Laser Raman Spectroscopic Analyses of Dissolved Gases

Laser Raman spectroscopy is an optical technique which is capable of in situ molecular identification of solids, liquids and gases, and is well suited to extreme environments. It is a type of vibrational spectroscopy which is non-invasive and does not require reagents or consumables. A laser excites a target, and the spectrum of the energy-shifted, back-scattered radiation serves as a "fingerprint" - providing compositional and structural information. Raman scattering is a weak effect - only 1 in 10⁸ photons is Raman scattered - but it benefits in the deep ocean from the lack of ambient light. The development of a sea-going Raman system capable of deployment on an ocean observatory will allow in situ analyses of dissolved gases in vent fluids at hydrothermal vent and other seafloor seep sites.
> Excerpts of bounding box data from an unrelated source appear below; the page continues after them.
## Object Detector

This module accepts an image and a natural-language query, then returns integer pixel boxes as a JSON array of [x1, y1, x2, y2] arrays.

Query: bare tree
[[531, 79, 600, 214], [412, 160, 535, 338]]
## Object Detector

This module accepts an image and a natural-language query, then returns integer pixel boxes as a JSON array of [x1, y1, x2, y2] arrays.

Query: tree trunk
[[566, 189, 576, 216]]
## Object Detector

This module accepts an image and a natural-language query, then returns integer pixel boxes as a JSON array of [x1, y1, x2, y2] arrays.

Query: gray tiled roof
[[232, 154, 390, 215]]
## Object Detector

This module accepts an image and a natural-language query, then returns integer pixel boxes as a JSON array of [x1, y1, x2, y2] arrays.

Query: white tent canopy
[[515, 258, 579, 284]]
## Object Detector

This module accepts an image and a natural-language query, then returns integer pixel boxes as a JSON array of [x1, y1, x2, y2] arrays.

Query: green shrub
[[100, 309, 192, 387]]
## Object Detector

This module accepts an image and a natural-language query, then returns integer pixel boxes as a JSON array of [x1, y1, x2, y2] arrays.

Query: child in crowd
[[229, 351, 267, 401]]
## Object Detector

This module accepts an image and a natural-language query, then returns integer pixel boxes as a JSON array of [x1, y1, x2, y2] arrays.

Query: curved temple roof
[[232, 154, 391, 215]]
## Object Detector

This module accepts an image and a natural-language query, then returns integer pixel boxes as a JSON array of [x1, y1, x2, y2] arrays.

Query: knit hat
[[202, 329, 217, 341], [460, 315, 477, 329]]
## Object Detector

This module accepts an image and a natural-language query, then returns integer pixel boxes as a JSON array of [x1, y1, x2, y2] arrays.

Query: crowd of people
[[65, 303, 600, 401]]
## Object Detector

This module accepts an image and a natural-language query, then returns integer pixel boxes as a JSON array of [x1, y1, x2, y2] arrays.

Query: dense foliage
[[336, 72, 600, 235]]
Gases of interest at hydrothermal and cold seep sites include carbon dioxide (CO₂), methane (CH₄) and higher hydrocarbons, and hydrogen sulfide (H₂S). These gases are all Raman active and have distinct Raman signatures. For example, CO₂ is characterized by a Fermi diad at ~1285 & ~1388 Deltacm^-1 . However, the aqueous band positions are broadened and shifted from the gas-phase band positions. In addition to identifying gases by band positions, concentrations of dissolved gases can be inferred by the relative height of their Raman bands. Extracting this type of quantitative information from Raman spectra requires the use of a ratio technique as described by Wopenka and Pasteris [1987]. In this work the gas bands are compared to the water stretching band (~3435 Deltacm^-1 ). Although the position and intensity of some of the water bands are affected by temperature, the 3435 band height is relatively stable.